Une
noisette, un livre
Hommes
des tempêtes
Frédéric
Brunnquell
La
mer qu’on voit danser, c’est beau et poétique. Celle du bord des plages où elle
scintille de mille éclats et fait respirer cette fragrance unique des embruns.
Mais la vraie mer, le véritable océan est tout autre. C’est un milieu hostile
que nul homme ne pourra dompter. C’est aussi le lieu de travail de centaines
d’hommes qui embarquent pendant plusieurs mois. Au péril de leur vie.
Le journaliste Frédéric Brunnquell a embarqué sur le Joseph Roty II, un chalutier à l’ancienne mais solide, construit dans la Pologne communiste de Solidarnosc. Avec lui une cinquantaine de marins, du cuisinier au capitaine, tous unis dans la quête au merlan bleu, ce poisson servant de base pour le surimi. Quand vous en aurez dans votre assiette et, après avoir lu ce livre, vous ne le mangerez plus de la même façon. Si chaque homme est bien payé pour cette pêche au long cours elle a prix ; celle de rester éloigné de la terre et des siens pendant de long mois, d’endurer l’humidité, le vacarme, la promiscuité, la solitude et surtout d’affronter de redoutables tempêtes avec des vaques de plus de quinze mères de haut. À chaque fois, une épopée. Au retour, l’anonymat absolu. Ils sont pourtant des héros.
Un ouvrage passionnant où le lecteur se retrouve pris dans cet espace houleux. Leçon d’humilité et admiration pour cette confrérie multiculturelle qui pourrait disparaître peu à peu. Déjà, à l’intérieur, la vie en quelques année a changé : parties de cartes et discussions endiablées ont été balayées par les écrans et autres consoles laissant à chacun un enfermement dans un enfermement. Le tabac lui est toujours au rendez-vous. Frédéric Brunnquell brosse des portraits attachants, émouvants. De très belles pages d’humanité.
« Ces marins, leur univers pue, il est trop sale, trop gras, trop rouillé, pas assez glamour ni sponsorisé pour mériter l’attention. Ces marins vivent chaque année neuf mois sur l’océan, ils n’ont jamais vu les arbres en fleurs des printemps à terre, ils sont absents pour la naissance de leurs enfants, mais ils racontent la condition humaine, le goût des hommes pour l’ailleurs, le besoin de fierté, celui des rêves inaboutis, et l’obsession de la conquête qui se paie de tant de douleurs ».
« La peur est faite pour rester à quai ».

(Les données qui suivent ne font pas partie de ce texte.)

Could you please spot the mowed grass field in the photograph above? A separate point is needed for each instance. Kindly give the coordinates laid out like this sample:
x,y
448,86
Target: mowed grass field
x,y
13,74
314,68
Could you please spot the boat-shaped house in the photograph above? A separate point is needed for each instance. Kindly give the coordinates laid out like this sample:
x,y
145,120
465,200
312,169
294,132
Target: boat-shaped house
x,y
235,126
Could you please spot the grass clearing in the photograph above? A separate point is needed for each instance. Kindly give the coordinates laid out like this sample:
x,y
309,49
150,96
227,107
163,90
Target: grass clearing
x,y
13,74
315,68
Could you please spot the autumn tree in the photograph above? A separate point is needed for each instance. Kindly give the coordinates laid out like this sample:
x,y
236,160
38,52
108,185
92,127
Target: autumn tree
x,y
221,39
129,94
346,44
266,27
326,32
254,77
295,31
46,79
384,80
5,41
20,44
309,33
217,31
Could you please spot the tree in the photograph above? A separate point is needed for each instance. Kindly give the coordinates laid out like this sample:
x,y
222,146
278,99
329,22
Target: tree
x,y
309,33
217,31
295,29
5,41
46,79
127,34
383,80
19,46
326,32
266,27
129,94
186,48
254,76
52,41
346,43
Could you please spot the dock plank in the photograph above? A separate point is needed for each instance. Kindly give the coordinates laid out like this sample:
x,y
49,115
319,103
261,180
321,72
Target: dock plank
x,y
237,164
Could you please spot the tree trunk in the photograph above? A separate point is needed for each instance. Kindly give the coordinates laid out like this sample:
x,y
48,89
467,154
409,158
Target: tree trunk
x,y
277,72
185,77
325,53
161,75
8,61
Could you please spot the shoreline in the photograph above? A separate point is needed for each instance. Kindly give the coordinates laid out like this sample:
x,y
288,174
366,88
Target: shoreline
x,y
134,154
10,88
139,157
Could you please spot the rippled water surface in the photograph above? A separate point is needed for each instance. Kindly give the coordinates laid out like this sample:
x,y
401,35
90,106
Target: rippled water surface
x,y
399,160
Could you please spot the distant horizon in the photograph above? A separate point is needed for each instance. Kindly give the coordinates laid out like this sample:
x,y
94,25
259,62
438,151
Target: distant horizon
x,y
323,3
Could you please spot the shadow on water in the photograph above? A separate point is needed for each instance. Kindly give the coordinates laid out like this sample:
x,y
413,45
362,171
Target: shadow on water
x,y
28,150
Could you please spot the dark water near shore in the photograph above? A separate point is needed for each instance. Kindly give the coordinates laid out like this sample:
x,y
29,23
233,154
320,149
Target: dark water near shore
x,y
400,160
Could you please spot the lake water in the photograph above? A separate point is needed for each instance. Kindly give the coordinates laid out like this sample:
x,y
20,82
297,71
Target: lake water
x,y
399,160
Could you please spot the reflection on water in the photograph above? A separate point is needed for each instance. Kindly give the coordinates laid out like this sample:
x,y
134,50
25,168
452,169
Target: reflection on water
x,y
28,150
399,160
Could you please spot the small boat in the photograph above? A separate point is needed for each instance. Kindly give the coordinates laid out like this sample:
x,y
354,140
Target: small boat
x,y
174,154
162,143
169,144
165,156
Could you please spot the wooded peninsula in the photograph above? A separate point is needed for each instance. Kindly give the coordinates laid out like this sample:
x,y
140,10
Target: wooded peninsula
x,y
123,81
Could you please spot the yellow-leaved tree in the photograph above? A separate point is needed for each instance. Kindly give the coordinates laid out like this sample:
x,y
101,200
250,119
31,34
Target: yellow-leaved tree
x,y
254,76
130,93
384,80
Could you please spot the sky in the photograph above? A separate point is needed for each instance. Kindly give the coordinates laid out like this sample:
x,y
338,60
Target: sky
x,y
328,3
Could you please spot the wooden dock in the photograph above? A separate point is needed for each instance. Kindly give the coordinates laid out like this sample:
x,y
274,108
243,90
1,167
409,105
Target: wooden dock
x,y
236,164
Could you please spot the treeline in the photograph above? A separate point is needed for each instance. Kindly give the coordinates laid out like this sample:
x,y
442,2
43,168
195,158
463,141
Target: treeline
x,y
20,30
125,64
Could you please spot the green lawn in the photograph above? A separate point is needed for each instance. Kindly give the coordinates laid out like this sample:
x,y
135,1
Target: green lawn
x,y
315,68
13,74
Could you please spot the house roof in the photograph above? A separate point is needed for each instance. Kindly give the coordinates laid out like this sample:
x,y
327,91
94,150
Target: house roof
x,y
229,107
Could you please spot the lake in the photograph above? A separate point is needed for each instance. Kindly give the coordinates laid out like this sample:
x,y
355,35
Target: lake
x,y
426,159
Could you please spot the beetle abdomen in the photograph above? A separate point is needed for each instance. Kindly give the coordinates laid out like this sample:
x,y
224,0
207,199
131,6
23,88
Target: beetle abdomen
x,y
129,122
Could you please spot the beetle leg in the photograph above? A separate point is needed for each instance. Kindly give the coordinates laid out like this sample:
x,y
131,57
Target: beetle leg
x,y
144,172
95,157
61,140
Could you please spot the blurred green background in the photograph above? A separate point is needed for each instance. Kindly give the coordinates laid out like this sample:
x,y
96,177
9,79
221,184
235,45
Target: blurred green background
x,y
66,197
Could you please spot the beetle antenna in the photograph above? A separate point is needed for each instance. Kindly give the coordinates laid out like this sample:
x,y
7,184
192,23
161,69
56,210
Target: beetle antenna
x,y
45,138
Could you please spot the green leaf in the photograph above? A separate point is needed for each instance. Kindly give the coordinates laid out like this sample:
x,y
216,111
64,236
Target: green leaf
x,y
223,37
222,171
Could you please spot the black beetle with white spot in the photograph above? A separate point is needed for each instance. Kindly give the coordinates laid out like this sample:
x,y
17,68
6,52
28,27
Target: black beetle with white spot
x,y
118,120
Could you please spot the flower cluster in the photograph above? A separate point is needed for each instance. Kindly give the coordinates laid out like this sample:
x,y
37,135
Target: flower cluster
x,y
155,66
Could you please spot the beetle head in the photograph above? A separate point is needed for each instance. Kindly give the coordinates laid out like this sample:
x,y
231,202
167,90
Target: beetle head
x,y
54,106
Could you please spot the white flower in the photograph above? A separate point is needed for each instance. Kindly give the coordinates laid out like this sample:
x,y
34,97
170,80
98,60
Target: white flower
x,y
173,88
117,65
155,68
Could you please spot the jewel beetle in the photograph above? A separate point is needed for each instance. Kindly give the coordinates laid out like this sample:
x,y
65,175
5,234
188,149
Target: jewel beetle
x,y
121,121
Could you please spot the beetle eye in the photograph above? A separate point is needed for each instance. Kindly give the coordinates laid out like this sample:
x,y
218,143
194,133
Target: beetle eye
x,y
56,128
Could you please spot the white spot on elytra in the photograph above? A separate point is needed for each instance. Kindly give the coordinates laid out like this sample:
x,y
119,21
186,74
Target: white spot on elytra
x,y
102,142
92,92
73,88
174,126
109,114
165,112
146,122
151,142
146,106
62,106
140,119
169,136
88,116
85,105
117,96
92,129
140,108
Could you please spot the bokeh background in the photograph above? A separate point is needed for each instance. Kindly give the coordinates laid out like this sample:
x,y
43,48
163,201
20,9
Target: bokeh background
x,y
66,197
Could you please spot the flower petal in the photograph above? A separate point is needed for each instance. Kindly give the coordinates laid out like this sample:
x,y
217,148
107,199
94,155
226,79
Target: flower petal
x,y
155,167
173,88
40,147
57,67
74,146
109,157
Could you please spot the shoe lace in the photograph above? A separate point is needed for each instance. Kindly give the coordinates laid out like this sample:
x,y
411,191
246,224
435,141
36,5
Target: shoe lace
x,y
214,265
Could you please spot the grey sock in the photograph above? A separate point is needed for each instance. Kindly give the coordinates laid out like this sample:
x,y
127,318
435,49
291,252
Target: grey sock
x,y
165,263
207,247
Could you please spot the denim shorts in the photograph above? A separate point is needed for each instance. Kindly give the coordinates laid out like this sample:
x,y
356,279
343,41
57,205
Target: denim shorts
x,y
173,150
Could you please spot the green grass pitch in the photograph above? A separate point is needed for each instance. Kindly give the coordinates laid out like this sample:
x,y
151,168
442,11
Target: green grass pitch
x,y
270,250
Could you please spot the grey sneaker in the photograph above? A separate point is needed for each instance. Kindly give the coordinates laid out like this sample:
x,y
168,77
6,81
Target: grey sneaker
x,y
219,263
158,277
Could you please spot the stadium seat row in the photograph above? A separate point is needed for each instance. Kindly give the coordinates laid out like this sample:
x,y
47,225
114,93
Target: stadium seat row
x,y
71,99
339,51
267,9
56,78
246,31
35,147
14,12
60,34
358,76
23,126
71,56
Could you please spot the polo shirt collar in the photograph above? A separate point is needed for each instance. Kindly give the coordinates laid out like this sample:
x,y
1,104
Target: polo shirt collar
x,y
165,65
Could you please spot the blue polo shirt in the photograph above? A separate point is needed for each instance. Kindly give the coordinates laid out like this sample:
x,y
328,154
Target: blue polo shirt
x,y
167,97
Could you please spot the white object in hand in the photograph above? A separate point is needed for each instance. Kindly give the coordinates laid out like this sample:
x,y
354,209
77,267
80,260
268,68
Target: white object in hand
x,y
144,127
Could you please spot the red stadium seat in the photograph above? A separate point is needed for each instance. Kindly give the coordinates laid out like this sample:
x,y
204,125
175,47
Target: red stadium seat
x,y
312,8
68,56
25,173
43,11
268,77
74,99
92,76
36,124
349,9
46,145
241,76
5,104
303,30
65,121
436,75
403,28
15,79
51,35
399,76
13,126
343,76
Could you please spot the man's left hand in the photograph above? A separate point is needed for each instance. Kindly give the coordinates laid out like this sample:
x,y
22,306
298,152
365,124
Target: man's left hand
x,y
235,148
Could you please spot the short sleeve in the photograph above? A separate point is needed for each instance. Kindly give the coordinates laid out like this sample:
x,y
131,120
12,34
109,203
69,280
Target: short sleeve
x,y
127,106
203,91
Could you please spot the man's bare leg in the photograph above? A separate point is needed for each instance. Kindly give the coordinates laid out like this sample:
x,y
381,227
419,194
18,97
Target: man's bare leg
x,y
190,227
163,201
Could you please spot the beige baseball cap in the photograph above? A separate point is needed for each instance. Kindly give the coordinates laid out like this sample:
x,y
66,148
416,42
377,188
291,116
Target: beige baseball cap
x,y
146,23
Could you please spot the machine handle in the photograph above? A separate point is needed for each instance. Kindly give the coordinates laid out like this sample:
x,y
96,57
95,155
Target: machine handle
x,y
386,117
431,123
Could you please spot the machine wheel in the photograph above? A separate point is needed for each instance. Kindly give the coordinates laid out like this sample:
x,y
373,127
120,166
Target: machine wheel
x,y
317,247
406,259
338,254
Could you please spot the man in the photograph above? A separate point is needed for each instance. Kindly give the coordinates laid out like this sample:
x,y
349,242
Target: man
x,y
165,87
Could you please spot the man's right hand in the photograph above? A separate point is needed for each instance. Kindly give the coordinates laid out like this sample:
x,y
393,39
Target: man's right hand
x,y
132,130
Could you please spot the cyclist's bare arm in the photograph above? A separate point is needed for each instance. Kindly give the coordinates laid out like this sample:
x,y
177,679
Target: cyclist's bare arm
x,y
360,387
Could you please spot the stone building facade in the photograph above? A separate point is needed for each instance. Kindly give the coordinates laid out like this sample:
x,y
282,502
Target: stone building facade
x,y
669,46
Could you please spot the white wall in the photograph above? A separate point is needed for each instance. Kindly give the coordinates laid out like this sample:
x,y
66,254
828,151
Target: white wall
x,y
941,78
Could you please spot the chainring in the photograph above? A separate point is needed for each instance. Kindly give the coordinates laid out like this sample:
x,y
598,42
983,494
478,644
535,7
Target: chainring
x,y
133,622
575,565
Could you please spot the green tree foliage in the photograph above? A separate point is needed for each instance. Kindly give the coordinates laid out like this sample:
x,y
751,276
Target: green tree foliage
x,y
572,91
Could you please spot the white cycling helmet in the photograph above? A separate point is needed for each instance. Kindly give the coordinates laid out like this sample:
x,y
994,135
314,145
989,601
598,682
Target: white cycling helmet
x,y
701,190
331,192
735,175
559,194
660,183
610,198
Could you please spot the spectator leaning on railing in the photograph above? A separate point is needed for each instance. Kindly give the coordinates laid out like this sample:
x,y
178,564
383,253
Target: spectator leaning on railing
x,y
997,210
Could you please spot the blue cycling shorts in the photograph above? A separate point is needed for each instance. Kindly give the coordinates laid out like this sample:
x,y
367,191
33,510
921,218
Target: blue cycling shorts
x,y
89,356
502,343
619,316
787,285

« Nous ne sommes rien dans cet infernal chaudron. Le vent et la mer ligués nous rappellent notre juste place. Nous ne sommes pas là pour vaincre, mais pour survivre. J’aime cette leçon qui nous rappelle les valeurs de l’humilité et de l’endurance. La nature nous apprend que pour avancer il faut savoir composer avec elle, lentement tirer des bords pour contourner les obstacles ».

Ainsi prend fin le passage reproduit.